I had to shave Emmie in Jan 2013 as she was blowing coat but since then I haven't cut her hair at all. Her coat is getting longer and so far it's going pretty well. She gets bathed every 2-3 weeks, nail trim once a month, brushed every other day, and leaves and stuff pulled off her legs every day. I also wipe or wash her paws whenever she comes inside our house. I wish I had time to groom her more but I don't. She still looks really cute to me even when she's shaggy and disheveled!! I love the look of the longer hair, especially on her feet and face. I've also found that her eyes are less weepy and there's less eye **** to clean up now that her bangs have grown out. And when she's not wearing a top knot (which is most of the time) people tell me she's looks like a miniature sheep dog. LOL -Jeanne-


----------



## DebW (Jun 11, 2013)

Emmie's adorable!


----------



## MarinaGirl (Mar 25, 2012)

Thanks Deb! Emmie's a bossy little (8 lb) firecracker with lots of energy. She's always up for a long walk, run, fetch, playtime with her BFFs...I love her so much.


----------



## Tuss (Apr 22, 2012)

Gotta trim the feet a bit, otherwise it gets really dirty quickly, and matted between the pads, and gotta trim a little bit around the bum, otherwise the poop sticks a bit (i just trim with the scissors once a month or so, or whenever she starts to get "cling-ons"). I don't do anything with the head other than a top knot from time to time or when i want to dress her up. However, it is a fair bit of work to keep them mat free and clean. A lot of us thing it's worth the effort, so if you like the look then go for it!


----------



## littlebuddy (May 30, 2007)

I have never personally groomed (washed and cut) Django. I'm too much of a chicken. The groomer comes every 5 weeks. We keep him in a puppy cut. I brush his teeth every day, check under the hood every time he does his thing, I clean his eyes every day and sometimes 2x a day and he gets his nails trimmed at the vet every 6 weeks. I try to wipe his paws after a walk when I remember, I brush him every couple of days and am trying to get my fingers in his ears to pull hair, it's a slow process and he's not a fan of it. He's pretty low maintenance. He's also a clean dog. He's not a digger and he doesn't roll around in anything gross while we are on our walks.


----------



## MarinaGirl (Mar 25, 2012)

Django is so cute and I'm jealous that he doesn't like to roll in stink spots. Emmie loves doing that and when she sees other dogs rolling around in something she runs over for her turn. So far I haven't seen or smelled anything too gross on the grass she's rolled in but I'm sure it's only a matter of time. -Jeanne-


----------



## atsilvers27 (Jul 5, 2011)

The hardest part is getting through the adolescent coat change, where for some dogs mats form right before your eyes. Brushing once every 3 days is not going to cut it for preventing getting shaved (for the difficult coats) and prevention is key. Best to fully brush and comb twice a day for that period. I had a difficult time with my dog and I'm a groomer. Now that she's an adult and the summer I can get away with combing just twice a week. Many people on the forum keep their dogs in long coat, with variations in bangs, eye trims, feet legs belly and sanitary. It's a personal choice.


----------



## jmombo (Jul 7, 2013)

atsilvers27 said:


> The hardest part is getting through the adolescent coat change, where for some dogs mats form right before your eyes. Brushing once every 3 days is not going to cut it for preventing getting shaved (for the difficult coats) and prevention is key. Best to fully brush and comb twice a day for that period. I had a difficult time with my dog and I'm a groomer. Now that she's an adult and the summer I can get away with combing just twice a week. Many people on the forum keep their dogs in long coat, with variations in bangs, eye trims, feet legs belly and sanitary. It's a personal choice.
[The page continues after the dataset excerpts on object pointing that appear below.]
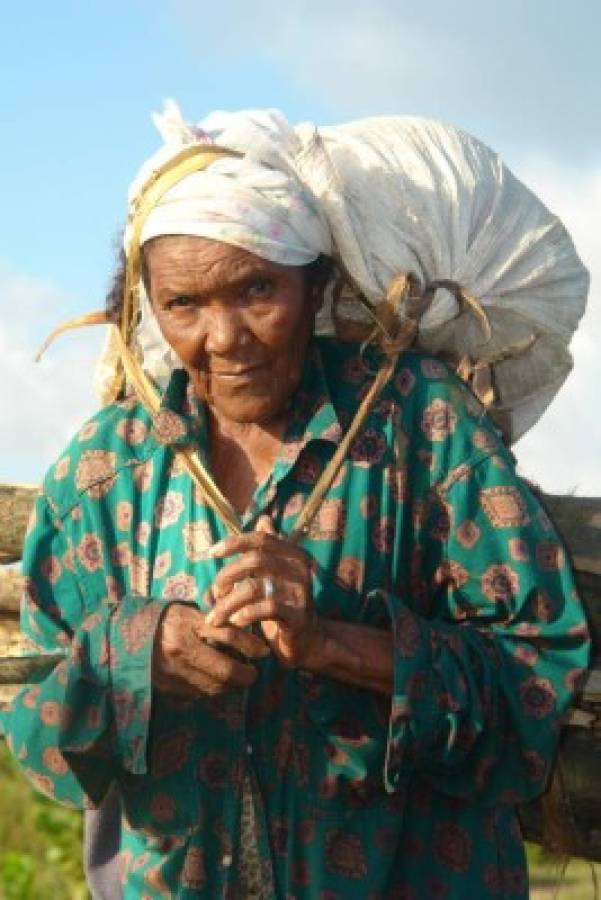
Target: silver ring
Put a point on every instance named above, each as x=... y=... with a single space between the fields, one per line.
x=268 y=587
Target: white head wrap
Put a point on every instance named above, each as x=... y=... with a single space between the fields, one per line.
x=387 y=196
x=254 y=201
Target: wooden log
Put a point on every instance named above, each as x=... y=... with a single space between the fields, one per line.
x=16 y=501
x=9 y=627
x=580 y=800
x=11 y=586
x=578 y=520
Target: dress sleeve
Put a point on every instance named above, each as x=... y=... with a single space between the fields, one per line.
x=86 y=722
x=490 y=640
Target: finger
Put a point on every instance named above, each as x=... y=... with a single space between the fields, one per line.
x=242 y=543
x=219 y=667
x=255 y=566
x=265 y=526
x=245 y=588
x=245 y=642
x=283 y=613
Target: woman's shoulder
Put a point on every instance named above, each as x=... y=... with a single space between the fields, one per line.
x=118 y=435
x=424 y=406
x=417 y=380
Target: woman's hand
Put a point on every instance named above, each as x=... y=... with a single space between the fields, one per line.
x=185 y=665
x=269 y=583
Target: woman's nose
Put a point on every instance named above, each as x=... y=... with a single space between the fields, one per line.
x=225 y=329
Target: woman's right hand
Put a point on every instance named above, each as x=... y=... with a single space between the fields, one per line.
x=186 y=666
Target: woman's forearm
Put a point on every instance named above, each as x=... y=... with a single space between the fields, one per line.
x=356 y=654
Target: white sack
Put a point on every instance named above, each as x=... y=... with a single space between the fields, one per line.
x=404 y=194
x=408 y=194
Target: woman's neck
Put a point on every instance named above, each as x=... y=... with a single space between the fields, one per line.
x=242 y=455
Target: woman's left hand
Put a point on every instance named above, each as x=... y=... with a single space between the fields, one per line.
x=270 y=583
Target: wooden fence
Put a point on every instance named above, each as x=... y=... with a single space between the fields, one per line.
x=575 y=792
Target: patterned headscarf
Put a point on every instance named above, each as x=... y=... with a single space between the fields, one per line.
x=252 y=199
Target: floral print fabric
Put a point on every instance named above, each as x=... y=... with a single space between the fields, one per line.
x=426 y=532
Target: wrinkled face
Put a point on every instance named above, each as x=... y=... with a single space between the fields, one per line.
x=240 y=324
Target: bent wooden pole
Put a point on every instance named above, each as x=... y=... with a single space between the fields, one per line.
x=578 y=519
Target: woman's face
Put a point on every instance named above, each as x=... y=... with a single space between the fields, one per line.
x=240 y=324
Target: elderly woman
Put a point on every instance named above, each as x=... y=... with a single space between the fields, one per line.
x=346 y=703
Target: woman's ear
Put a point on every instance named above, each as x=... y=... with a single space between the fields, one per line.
x=316 y=297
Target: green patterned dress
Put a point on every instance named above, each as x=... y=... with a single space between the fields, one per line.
x=426 y=532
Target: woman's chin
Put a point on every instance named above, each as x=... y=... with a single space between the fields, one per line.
x=247 y=408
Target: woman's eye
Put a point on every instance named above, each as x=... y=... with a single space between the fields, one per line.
x=260 y=287
x=182 y=301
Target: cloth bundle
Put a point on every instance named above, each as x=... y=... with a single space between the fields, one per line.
x=386 y=196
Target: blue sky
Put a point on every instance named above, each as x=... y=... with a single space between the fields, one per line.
x=79 y=81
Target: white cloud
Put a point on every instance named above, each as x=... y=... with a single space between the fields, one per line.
x=40 y=405
x=511 y=74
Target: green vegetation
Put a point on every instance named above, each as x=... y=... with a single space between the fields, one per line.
x=549 y=880
x=40 y=850
x=40 y=842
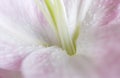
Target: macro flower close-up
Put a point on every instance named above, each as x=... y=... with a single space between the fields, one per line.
x=59 y=38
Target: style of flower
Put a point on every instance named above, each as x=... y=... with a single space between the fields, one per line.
x=59 y=38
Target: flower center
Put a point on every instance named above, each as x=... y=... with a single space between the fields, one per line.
x=56 y=16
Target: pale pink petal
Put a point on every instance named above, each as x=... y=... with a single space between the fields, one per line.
x=100 y=37
x=9 y=74
x=24 y=19
x=54 y=63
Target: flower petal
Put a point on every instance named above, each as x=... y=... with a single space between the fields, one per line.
x=12 y=54
x=100 y=39
x=52 y=63
x=9 y=74
x=25 y=21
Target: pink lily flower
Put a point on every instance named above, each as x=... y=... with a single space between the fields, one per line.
x=59 y=38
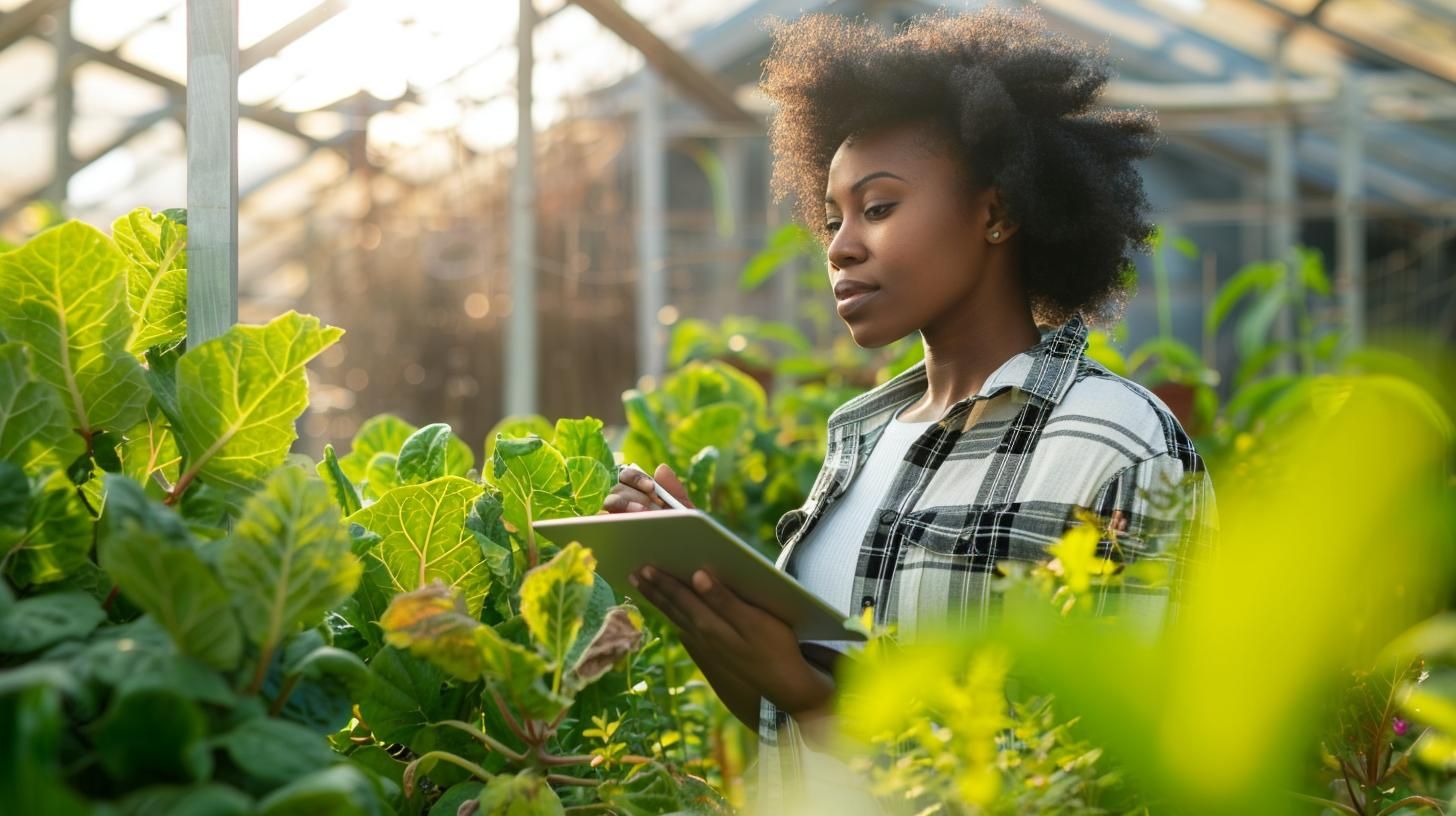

Thank you to everyone for your input, it's very helpful! Also,atsilvers, I saw your dematting video and want to thank you for that as well. I plan to do what grooming needs to be done, on my own. I am sure that it will take some patience and practice, but I know I'll get a little better each time.


----------



## RoutineAvocado (Feb 6, 2013)

We do all our own minimalist grooming. Bathe about once a week because she walks multiple times a day in the city and gets icky. Rains a lot. Also use ear cleaning wipes after bath. Using a battery-powered mustache trimmer, we clip out the hair between her toes about once a month and a little around her butt. We also clip nails about once a month but are taking her to a workshop next month where we'll get a nail board and she will learn how to file her own nails. We'll see how that goes! Keeping my expectations low.  I've rounded the hair on her paws once to even them up, but it doesn't grow there very fast.

On a daily basis, we pick out any eye crusties and comb her out. But she doesn't really NEED it every day. We brush her teeth a few times a week.

This sounds like a lot when I write it all out but it really doesn't take long. The groomers around here are a pain and expensive. And we'd still have to do baths and comb outs between visits.

Sent from Petguide.com Free App


----------



## Tuss (Apr 22, 2012)

i have this book and it's really helpful.

http://www.havanesefanciers.com/nosetotailbook/

it's a whole book on how to groom your havanese.


----------



## Lalla (Jul 30, 2013)

I agree re 'Nose to Tail', it's really good; so is "Click for Grooming" by Karen McCarthy (amazon.com have it, where it says it's by Kay Laurence - it's published by Kay's Learning About Dogs group, and I think Kay edited it, but anyway, it's helped me a lot.


----------



## HavaneseSoon (Nov 4, 2008)

Jack is 3 years old and he is in a long groom. The belly is shaved (tender areas to comb when there are tangles). I do trim the paw pads about once month or so, so they have better traction when walking or running. 

Jack gets his corners of his inner eyes wiped each day to control the tear staining.

I am letting his bangs grow out, so no more trimming around the eyes.

I can comb out Jack about once every 3 days or so. When folks says brush out their Havs, I sure hope they are meaning combing out. A brush will not get out the tangles/mats. Line combing is a must to learn.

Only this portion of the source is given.